Saturday, March 17, 2007

i just saved the third world or feces is a renewable resource

Given:
In a BBC News Online article b
y Jane Black the following facts were stated:
More than 80% of people in the world have never heard a dial tone, let alone sent an email or downloaded information from the World Wide Web.


Even if its margin of error is 20 points here is how we fix it:

The grid is a industrial revolution concept where all basic utilities (electric, water, sewage) come from centralized monopolies, concentrating money and power to the state or corporation with huge start-up costs.

If huge swaths of the population are off-grid we make Micro-Grids

  1. Identify a 3rd world slum with no electric, sewage, water treatment, where feces and trash fills the streets
  2. Install a Methane Plant Electric Generator (MPEG)
  3. Have people fill it with their waste
  4. Use the MPEG to power a water pump and treatment facility
  5. Use the MPEG to power a cellphone tower, Sell license
  6. Use license money to provide micro-lending
  7. Micro-lending will allow people to start distance learning, ebay their crafts, buy more cows, hire doctors, anything really
  8. people can have homes wired directly to it or they can rent fully charged car batteries and exchange them as they need to

These small MPEGs can power a village pump to bring clean water from local sources. This alone will free up hundreds of work hours a week from the women of the village, who can then use their time for education and craftwork and generate money.

As the MPEG produces power, it generates this by cleaning up the village, creating a Micro-sewage system where all waste is brought to a centralized location: The MPEG.

the MPEG will also power a cell tower and a broadband satellite which will provide huge leaps of communication and technology, providing distance learning, distance medical attention.

Most importantly the MPEG will power refrigeration units. These are important as they can store vaccines. Space can be rented to local farmers/butchers/ etc. to preserve their product

Crap is a renewable resource.

check it
http://www.usatoday.com/news/nation/2006-12-03-cow-power_x.htm
http://www.rebelwolf.com/essn.html
http://www.napssystems.com/products/rural/components/refrigerator.html
sweet camel fridge

Thursday, March 15, 2007

google maps mash-ups that i don't know how to make



here are the main google map applications i want on my cell phone

Google maps + Free Stuff/Curb Alerts on Craigslist

Google maps + Cheap ATM Locations broken down by fees

Google maps + food cart types and locations

Google maps + Happy Hours /Hot Wing Specials at bars

Google maps + public bathrooms with ratings

Thursday, March 1, 2007

Will IKEA become the next RIAA?


With 3d printers coming becoming household friendly in the next 20-30 years which will use plastic or metal materials and possibly more, the "design premium" on common goods be dead.

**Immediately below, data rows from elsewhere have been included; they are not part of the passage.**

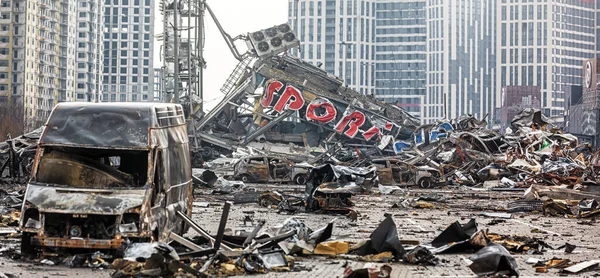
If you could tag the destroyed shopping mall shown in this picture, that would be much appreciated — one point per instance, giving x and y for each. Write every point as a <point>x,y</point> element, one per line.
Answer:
<point>294,174</point>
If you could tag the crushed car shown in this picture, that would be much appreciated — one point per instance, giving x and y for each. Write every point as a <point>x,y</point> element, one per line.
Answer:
<point>105,174</point>
<point>330,187</point>
<point>262,169</point>
<point>396,172</point>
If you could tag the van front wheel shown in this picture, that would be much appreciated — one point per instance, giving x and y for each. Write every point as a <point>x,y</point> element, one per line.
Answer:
<point>300,179</point>
<point>425,183</point>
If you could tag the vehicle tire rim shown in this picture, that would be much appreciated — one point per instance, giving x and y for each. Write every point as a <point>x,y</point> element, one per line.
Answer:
<point>425,184</point>
<point>301,180</point>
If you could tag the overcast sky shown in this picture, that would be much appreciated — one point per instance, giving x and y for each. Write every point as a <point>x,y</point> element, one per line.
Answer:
<point>237,17</point>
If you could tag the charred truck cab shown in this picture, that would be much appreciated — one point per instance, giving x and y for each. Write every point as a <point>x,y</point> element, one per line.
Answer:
<point>106,174</point>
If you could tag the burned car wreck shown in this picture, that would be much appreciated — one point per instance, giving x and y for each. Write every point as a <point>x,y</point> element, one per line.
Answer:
<point>396,172</point>
<point>330,187</point>
<point>270,169</point>
<point>105,174</point>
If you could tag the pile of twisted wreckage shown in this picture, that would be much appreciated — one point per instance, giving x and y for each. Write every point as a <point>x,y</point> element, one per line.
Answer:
<point>531,156</point>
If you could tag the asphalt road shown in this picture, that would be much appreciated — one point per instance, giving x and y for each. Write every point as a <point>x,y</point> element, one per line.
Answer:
<point>421,225</point>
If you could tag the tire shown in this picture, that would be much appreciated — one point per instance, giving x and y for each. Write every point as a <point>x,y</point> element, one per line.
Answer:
<point>425,183</point>
<point>300,179</point>
<point>245,178</point>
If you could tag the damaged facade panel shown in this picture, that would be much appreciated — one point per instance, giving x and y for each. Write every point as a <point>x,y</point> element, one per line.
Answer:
<point>107,172</point>
<point>301,104</point>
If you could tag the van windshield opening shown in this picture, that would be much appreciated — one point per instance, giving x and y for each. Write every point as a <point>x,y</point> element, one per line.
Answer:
<point>96,168</point>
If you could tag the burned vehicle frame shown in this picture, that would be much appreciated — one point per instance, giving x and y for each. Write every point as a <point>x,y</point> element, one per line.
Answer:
<point>107,174</point>
<point>270,169</point>
<point>396,172</point>
<point>331,187</point>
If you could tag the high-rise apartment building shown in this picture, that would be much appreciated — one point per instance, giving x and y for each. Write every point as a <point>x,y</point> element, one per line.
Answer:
<point>461,59</point>
<point>159,93</point>
<point>434,58</point>
<point>339,35</point>
<point>90,41</point>
<point>544,43</point>
<point>128,50</point>
<point>400,53</point>
<point>37,58</point>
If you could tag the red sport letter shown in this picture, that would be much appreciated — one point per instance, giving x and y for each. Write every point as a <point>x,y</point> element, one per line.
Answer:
<point>354,121</point>
<point>290,99</point>
<point>330,112</point>
<point>272,87</point>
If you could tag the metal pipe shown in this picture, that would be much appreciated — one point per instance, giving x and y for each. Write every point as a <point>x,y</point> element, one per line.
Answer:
<point>200,53</point>
<point>176,52</point>
<point>228,38</point>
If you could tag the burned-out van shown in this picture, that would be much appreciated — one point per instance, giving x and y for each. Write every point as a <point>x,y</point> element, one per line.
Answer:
<point>105,174</point>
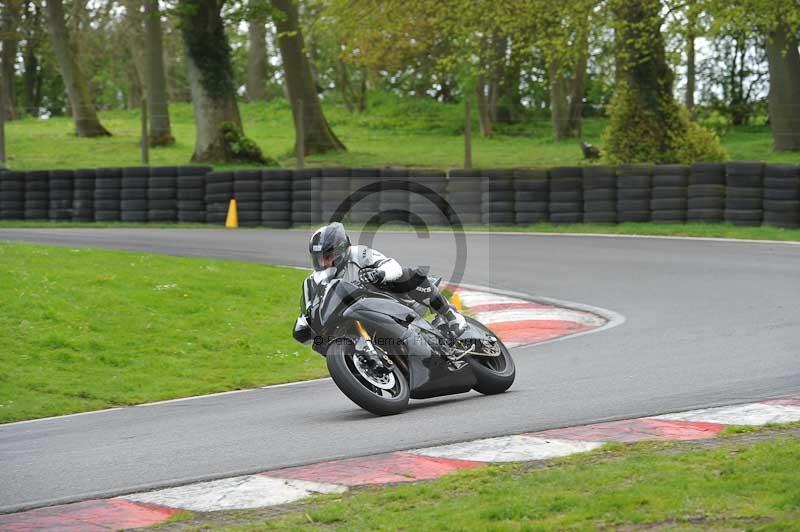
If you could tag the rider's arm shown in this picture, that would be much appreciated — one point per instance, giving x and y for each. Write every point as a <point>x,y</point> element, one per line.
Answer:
<point>302,332</point>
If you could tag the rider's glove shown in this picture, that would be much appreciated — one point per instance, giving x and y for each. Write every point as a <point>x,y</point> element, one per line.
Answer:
<point>371,276</point>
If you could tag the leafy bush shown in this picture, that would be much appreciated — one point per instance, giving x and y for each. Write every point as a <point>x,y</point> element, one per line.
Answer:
<point>661,132</point>
<point>242,149</point>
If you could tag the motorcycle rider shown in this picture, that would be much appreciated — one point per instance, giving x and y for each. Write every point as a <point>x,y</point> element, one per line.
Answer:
<point>331,251</point>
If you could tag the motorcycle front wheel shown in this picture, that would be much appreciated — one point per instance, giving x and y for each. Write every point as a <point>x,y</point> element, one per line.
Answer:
<point>383,395</point>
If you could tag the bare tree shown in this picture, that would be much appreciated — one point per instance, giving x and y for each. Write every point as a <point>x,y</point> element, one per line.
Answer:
<point>157,106</point>
<point>219,135</point>
<point>9,29</point>
<point>784,88</point>
<point>84,115</point>
<point>318,136</point>
<point>257,53</point>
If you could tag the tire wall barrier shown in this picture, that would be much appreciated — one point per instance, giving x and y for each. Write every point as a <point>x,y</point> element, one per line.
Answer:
<point>531,196</point>
<point>634,191</point>
<point>134,194</point>
<point>276,198</point>
<point>744,193</point>
<point>669,202</point>
<point>782,195</point>
<point>566,195</point>
<point>498,197</point>
<point>427,197</point>
<point>600,194</point>
<point>191,192</point>
<point>706,193</point>
<point>393,199</point>
<point>247,193</point>
<point>739,192</point>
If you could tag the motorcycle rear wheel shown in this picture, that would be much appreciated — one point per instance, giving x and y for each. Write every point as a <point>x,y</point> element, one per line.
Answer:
<point>494,374</point>
<point>358,389</point>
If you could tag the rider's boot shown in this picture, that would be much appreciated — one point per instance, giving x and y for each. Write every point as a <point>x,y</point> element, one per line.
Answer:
<point>455,321</point>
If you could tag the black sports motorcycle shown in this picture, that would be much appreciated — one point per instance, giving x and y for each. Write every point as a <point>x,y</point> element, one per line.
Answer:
<point>381,351</point>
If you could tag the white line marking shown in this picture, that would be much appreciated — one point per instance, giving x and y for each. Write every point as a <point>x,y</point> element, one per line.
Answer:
<point>746,414</point>
<point>235,493</point>
<point>509,449</point>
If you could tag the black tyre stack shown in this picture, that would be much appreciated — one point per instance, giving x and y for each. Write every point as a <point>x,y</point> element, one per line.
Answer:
<point>600,195</point>
<point>107,188</point>
<point>83,195</point>
<point>133,194</point>
<point>669,200</point>
<point>12,195</point>
<point>497,197</point>
<point>393,203</point>
<point>219,192</point>
<point>706,193</point>
<point>366,180</point>
<point>276,198</point>
<point>464,195</point>
<point>306,196</point>
<point>162,194</point>
<point>634,192</point>
<point>191,193</point>
<point>335,188</point>
<point>62,183</point>
<point>744,192</point>
<point>782,195</point>
<point>566,195</point>
<point>427,197</point>
<point>531,195</point>
<point>247,193</point>
<point>37,195</point>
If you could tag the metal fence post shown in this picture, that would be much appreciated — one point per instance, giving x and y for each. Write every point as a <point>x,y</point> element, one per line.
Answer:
<point>467,134</point>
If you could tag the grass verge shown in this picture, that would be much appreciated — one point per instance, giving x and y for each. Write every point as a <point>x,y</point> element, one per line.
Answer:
<point>744,482</point>
<point>702,230</point>
<point>85,329</point>
<point>392,132</point>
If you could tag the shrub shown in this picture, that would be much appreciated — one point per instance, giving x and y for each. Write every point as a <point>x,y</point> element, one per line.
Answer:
<point>661,132</point>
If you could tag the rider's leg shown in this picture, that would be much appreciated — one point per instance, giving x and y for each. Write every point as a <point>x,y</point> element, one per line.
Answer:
<point>415,283</point>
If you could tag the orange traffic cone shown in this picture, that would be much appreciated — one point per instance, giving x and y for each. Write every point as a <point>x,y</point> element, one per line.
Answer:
<point>232,220</point>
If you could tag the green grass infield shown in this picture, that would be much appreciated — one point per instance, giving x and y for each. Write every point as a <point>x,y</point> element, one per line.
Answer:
<point>87,329</point>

People will just download cool CAD specs of cups, vases, etc. and render them at home. Legally on not, 3D design will be only a series of 101010101 to be bought, or hacked and torrented.

Will a man in a van come to your home with a muli-material 3D printer (for the poor of course, the rich will have there own in-home store) and render what you need?

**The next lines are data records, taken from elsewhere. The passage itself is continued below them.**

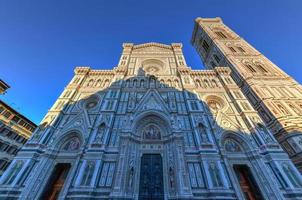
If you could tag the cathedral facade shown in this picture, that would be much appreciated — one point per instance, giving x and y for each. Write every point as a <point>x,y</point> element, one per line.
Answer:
<point>153,128</point>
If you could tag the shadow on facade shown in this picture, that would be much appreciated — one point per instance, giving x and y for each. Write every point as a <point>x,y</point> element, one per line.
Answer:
<point>285,128</point>
<point>139,138</point>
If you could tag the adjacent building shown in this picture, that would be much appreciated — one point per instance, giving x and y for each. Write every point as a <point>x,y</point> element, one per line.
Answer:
<point>15,130</point>
<point>3,86</point>
<point>153,128</point>
<point>275,95</point>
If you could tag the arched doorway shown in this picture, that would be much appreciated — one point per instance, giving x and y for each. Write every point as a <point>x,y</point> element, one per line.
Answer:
<point>235,148</point>
<point>151,186</point>
<point>247,183</point>
<point>59,174</point>
<point>56,181</point>
<point>152,130</point>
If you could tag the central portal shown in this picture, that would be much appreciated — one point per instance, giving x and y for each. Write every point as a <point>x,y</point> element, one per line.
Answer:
<point>151,185</point>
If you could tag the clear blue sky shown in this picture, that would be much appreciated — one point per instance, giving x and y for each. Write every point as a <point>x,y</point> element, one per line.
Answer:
<point>42,41</point>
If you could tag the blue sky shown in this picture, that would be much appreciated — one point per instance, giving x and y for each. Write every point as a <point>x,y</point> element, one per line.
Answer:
<point>42,41</point>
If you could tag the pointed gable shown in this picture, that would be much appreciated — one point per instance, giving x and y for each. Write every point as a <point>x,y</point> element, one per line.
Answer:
<point>152,101</point>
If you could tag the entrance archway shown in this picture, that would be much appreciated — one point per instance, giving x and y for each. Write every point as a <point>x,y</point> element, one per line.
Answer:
<point>151,186</point>
<point>247,183</point>
<point>56,181</point>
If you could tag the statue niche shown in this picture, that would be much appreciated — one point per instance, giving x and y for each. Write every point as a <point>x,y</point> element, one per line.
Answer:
<point>151,132</point>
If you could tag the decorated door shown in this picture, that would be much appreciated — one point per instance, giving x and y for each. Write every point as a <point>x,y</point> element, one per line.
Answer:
<point>151,185</point>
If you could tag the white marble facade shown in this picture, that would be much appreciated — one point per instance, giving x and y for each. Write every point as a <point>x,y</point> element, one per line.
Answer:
<point>198,121</point>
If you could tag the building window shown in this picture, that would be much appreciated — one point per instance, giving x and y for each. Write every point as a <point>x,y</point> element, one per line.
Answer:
<point>88,173</point>
<point>217,59</point>
<point>232,49</point>
<point>281,182</point>
<point>241,49</point>
<point>205,46</point>
<point>291,175</point>
<point>282,109</point>
<point>215,175</point>
<point>107,174</point>
<point>220,34</point>
<point>250,68</point>
<point>13,173</point>
<point>195,174</point>
<point>261,68</point>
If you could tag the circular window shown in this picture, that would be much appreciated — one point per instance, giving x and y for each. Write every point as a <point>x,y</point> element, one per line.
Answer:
<point>91,102</point>
<point>215,103</point>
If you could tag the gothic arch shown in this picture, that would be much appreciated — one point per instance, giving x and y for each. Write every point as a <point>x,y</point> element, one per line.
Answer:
<point>60,141</point>
<point>238,138</point>
<point>160,120</point>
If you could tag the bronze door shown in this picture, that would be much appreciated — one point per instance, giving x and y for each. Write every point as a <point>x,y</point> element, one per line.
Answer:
<point>56,182</point>
<point>247,183</point>
<point>151,185</point>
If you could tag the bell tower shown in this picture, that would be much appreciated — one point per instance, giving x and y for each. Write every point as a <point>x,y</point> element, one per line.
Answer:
<point>274,94</point>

when you're done with your new toy you can recycle it yourself

Will some 12 kid in guam on a hand-cranked laptop be your favorite designer?

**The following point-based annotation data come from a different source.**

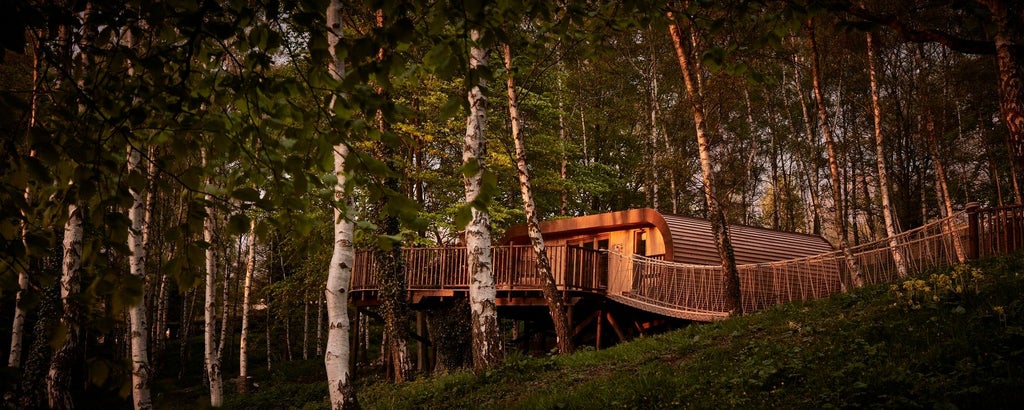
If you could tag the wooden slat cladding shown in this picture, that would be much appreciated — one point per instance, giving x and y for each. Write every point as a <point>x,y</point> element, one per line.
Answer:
<point>693,243</point>
<point>514,267</point>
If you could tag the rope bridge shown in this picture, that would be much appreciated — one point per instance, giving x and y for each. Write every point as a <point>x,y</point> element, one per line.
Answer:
<point>696,292</point>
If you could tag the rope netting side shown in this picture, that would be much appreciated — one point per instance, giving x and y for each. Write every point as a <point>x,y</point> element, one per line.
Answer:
<point>697,288</point>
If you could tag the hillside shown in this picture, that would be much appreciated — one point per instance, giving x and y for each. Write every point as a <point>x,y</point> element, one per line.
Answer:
<point>949,339</point>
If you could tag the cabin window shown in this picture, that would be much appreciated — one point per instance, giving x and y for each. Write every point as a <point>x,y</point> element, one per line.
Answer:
<point>640,243</point>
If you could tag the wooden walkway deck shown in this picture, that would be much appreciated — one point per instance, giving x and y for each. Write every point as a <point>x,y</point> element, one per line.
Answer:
<point>694,292</point>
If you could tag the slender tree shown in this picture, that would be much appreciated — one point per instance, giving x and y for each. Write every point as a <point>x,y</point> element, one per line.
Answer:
<point>486,341</point>
<point>246,295</point>
<point>336,357</point>
<point>556,304</point>
<point>212,351</point>
<point>887,214</point>
<point>720,230</point>
<point>837,181</point>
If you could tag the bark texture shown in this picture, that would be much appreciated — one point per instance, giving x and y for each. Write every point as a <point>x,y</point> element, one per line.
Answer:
<point>336,356</point>
<point>837,186</point>
<point>720,230</point>
<point>556,304</point>
<point>139,328</point>
<point>247,288</point>
<point>212,355</point>
<point>69,354</point>
<point>887,213</point>
<point>486,340</point>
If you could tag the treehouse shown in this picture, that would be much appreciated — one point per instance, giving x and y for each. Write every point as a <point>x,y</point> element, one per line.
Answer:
<point>633,270</point>
<point>666,237</point>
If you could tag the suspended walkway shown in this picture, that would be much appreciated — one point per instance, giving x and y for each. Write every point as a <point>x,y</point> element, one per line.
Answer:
<point>694,291</point>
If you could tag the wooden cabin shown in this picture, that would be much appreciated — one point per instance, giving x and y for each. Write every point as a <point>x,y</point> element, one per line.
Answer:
<point>674,238</point>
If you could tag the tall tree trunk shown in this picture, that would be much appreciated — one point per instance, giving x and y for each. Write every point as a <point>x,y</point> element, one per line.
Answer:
<point>887,213</point>
<point>246,294</point>
<point>812,161</point>
<point>16,332</point>
<point>70,353</point>
<point>486,339</point>
<point>941,188</point>
<point>1008,21</point>
<point>556,304</point>
<point>336,357</point>
<point>730,280</point>
<point>212,358</point>
<point>837,182</point>
<point>389,263</point>
<point>139,329</point>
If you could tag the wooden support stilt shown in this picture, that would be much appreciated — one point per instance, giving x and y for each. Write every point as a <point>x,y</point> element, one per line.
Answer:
<point>421,351</point>
<point>586,322</point>
<point>354,357</point>
<point>614,326</point>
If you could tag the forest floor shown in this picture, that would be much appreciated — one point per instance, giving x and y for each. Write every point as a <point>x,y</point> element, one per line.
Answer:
<point>953,338</point>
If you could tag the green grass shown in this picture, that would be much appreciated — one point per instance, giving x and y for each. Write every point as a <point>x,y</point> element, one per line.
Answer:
<point>923,344</point>
<point>953,338</point>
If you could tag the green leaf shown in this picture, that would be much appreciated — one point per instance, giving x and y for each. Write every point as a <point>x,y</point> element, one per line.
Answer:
<point>246,194</point>
<point>238,223</point>
<point>463,215</point>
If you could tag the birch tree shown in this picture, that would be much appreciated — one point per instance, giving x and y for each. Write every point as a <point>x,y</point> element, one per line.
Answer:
<point>556,304</point>
<point>336,357</point>
<point>246,294</point>
<point>880,152</point>
<point>837,186</point>
<point>486,341</point>
<point>720,230</point>
<point>212,356</point>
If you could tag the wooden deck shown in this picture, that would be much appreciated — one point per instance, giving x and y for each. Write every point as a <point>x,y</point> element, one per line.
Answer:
<point>694,291</point>
<point>441,272</point>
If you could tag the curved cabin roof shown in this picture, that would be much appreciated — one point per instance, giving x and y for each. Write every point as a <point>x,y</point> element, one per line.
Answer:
<point>687,240</point>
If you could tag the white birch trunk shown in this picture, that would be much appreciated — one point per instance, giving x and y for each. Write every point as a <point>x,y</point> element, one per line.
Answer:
<point>210,312</point>
<point>844,245</point>
<point>246,294</point>
<point>556,304</point>
<point>887,213</point>
<point>16,333</point>
<point>136,262</point>
<point>336,357</point>
<point>486,342</point>
<point>58,377</point>
<point>730,281</point>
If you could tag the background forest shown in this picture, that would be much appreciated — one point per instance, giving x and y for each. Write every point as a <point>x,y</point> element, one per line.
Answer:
<point>165,160</point>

3D-blogging? People will be able to post vase designs based on how there feeling that day.

bobble heads or pez dispensers that are moulded after your 80 Auntie?

Will these 3D printers be the Amazon killers? Fed-Ex, UPS even cardboardbox companies will suffer major losses if these devices go mainstream.

Will "Over-Choice" become a major problem? How long will spend online choosing your daily coffee cup with the most current pop-culture reference? Will you hire a service to make your choices easier based on your profile? or will your printer make design choices for you.

how will this affect the 3rd world manufacturing

The economics of this are the biggest problem but, that can be balanced with against shipping costs, scale, labor, oil, pollution



http://www.newscientist.com/article.ns?id=dn7165
Plummeting prices
Now Adrian Bowyer hopes to change that by making the first 3D printer capable of fabricating copies of itself, as well as a wealth of everyday objects. He reasons that prices would plummet to around $500 if every machine was capable of building hundreds more at no cost beyond that of the raw materials.